Originally published Aug. 16, 2012.

When most teenagers think of how to spend their summers, a two-week trip to Poland doesn't top the list.

Unless you're Huntington resident Rhyan Geiger, who spent June 25 through July 8 in Poland as part of a team of 4-H exchange students.

Geiger says the yearly program is familiar to her family.

"We have previously hosted exchange students from Poland and Japan," she says. "Our team of nine had kids from Allen and Wells counties, one from Plymouth and another from Indianapolis."

She says that after she read through the 4-H newsletter with her mother, they both decided that it was time for her to become an exchange student.

"I didn't really think about the trip until the night before I left," Geiger says. "I knew it was going to be a fun experience, but I didn't really think much about it."

The adventure began even before the team left the airport, she adds.

"We flew out of O'Hare Airport (Chicago, IL), but the flight was delayed for three hours because there was a problem they had to fix on the plane," Geiger says. "That caused us to miss our connecting flight."

The team connected in Frankfurt, Germany, and then flew to Krakow, Poland.

"The first thing I saw was a Camel-brand smoking box, with people smoking in it," Geiger says. "That's something you wouldn't see here."

After the team arrived, the students spent the first night exploring the city of Krakow.

"It was pretty cool to see the city at night," she says. "The architecture is so much different from what we have here. It was really pretty."

On the second day of the trip, the group visited the former concentration camp at Auschwitz.

"The camp is exactly the way it used to be, minus the people," Geiger says. "It's hard to put into words how I felt. You just have to be there to understand."

The team spent time visiting other landmarks, including cathedrals and a horse farm.

"Some of the other kids went to the salt mines," Geiger adds. "We also spent the night in a haunted castle. That was a really cool experience."
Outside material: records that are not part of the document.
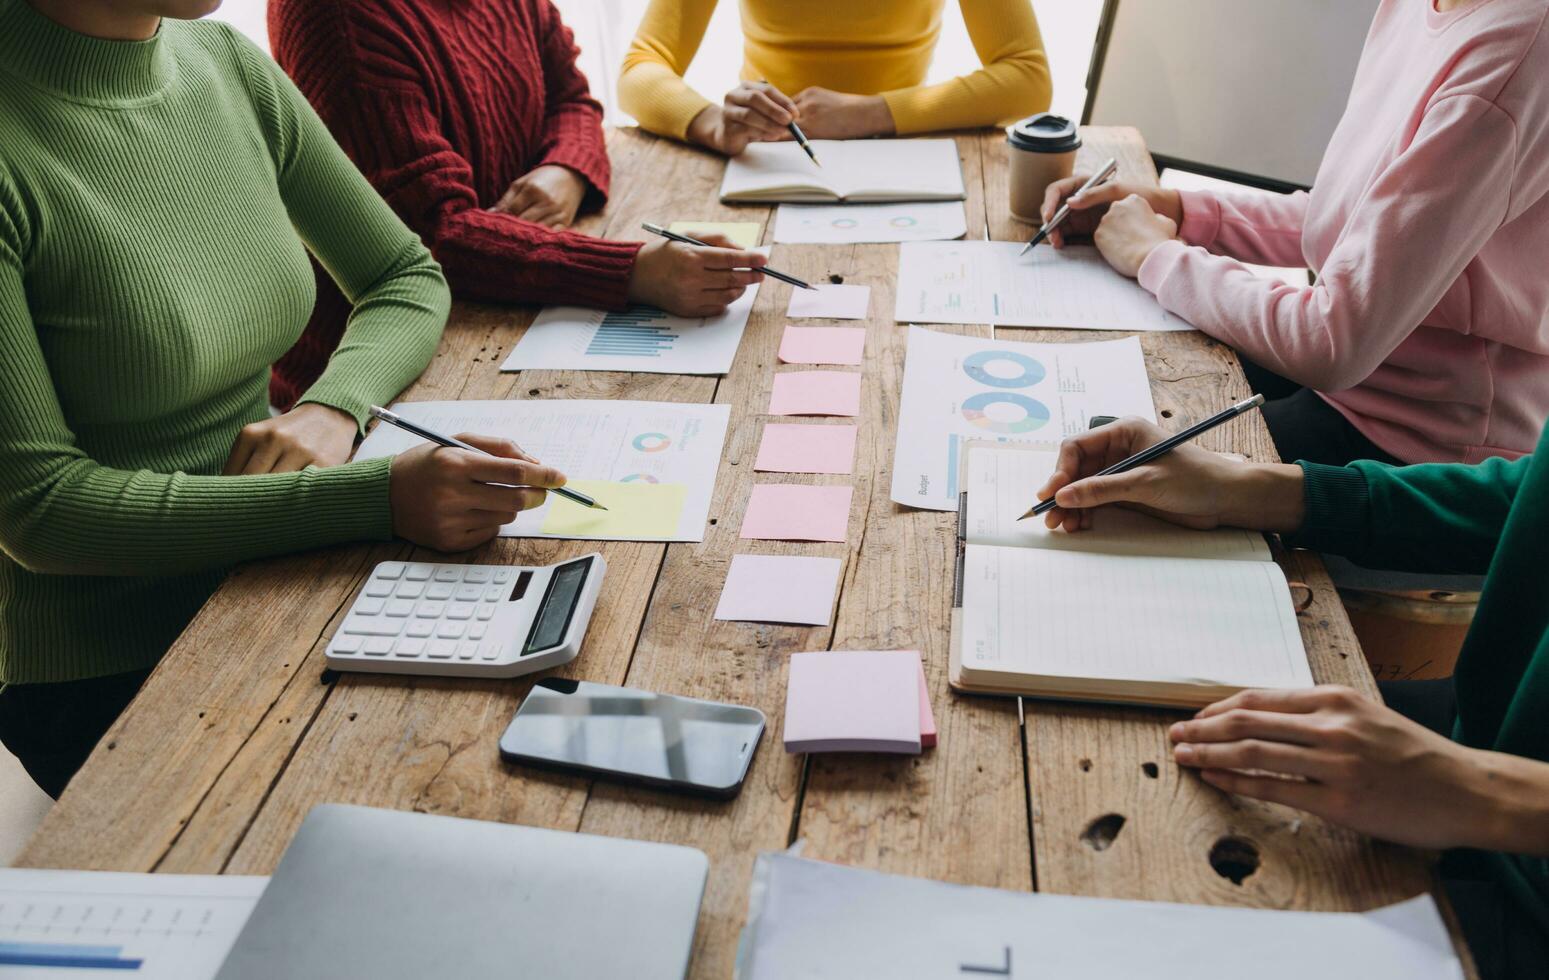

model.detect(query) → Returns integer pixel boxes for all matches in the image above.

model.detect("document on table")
[0,868,266,979]
[895,241,1192,331]
[740,484,853,542]
[889,326,1155,511]
[714,555,841,626]
[500,254,765,375]
[737,854,1465,980]
[720,139,965,203]
[778,326,866,366]
[773,202,967,244]
[788,283,870,320]
[355,400,729,541]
The students were then situated with various host families, staying with them for the final four days.
Geiger says she was placed with the Gos family in the village of Konskie. The mother, Renata Gos, was the 4-H coordinator for the region. Her husband, Pawel, worked in the military. They have a daughter, Samanta.

"The parents didn't speak very much English, but Samanta did," says Geiger. "Most people in the area could speak at least a little English."
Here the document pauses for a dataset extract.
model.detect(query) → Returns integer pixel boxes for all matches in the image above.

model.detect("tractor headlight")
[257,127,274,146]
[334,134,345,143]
Geiger adds that the village of Konskie had one main road that was paved. All other roads leading to homes were made of gravel.
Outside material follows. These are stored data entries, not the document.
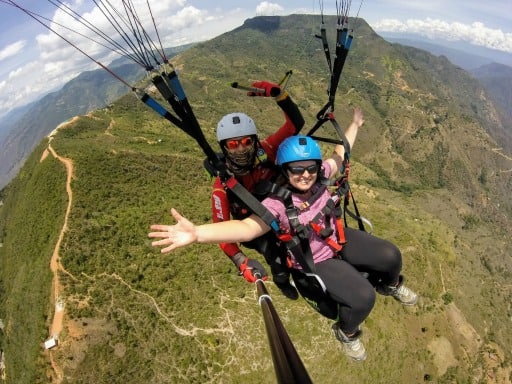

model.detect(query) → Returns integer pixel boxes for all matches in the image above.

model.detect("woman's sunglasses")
[225,137,254,150]
[287,163,320,175]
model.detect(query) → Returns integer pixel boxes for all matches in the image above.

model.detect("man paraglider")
[208,80,304,299]
[149,108,418,361]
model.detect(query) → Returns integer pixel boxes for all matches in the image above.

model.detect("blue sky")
[0,0,511,117]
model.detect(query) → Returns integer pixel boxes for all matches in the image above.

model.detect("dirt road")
[43,120,78,383]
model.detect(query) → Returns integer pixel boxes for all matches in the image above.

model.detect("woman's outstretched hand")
[148,208,197,253]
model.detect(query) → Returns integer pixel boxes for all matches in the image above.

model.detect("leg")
[342,228,418,305]
[290,259,375,332]
[302,259,374,361]
[341,227,402,286]
[290,269,339,319]
[314,258,376,334]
"The village had one deli and a church and that was about it," she adds. "Life in the village was a lot different from what it is here."

For starters, Geiger says, the Polish are a lot more energy conscious than the average American.

"They always make sure to unplug any electrical equipment not in use," she says. "There was no air conditioning or fans where I stayed and it was about 90 degrees every day."

She adds that the Gos family relied instead on opened windows and crosswinds to cool the house down.

"They also don't use ice and drink they beverages at room temperature," Geiger says. "Because we couldn't drink the tap water, we had to drink what they call gas water, which is basically carbonated water."

She says showers were not of the long and luxurious kind, as most people took quick showers.

Although the trip was not focused on 4-H-related activities, Geiger says she did get to see a few of the Polish 4-H poster projects.

"They're pretty much the same, except they have a lot more vertical projects, where here, we have a lot of ours set horizontally," she says.

She adds that she also had the opportunity to accompany Pawel Gos to the military base where he worked.

Geiger, who will be a senior at Huntington North High School this fall and is 10-year 4-H member, says the experience is one that she will never forget.

"It was cool hosting other students, but it's a whole lot different when you actually get to go yourself," she says. "On of my favorite things about the trip was getting to tour the city of Krakow at night."

Geiger adds that she would recommend that 4-H'ers take the plunge if they are considering being an exchange student.

"Don't think about it, just do; you'll love the experience," she says. "Also, interact with your host family and try to learn new things, even if at first you don't want to do them."

Geiger is the daughter of Kristi Geiger, of Markle.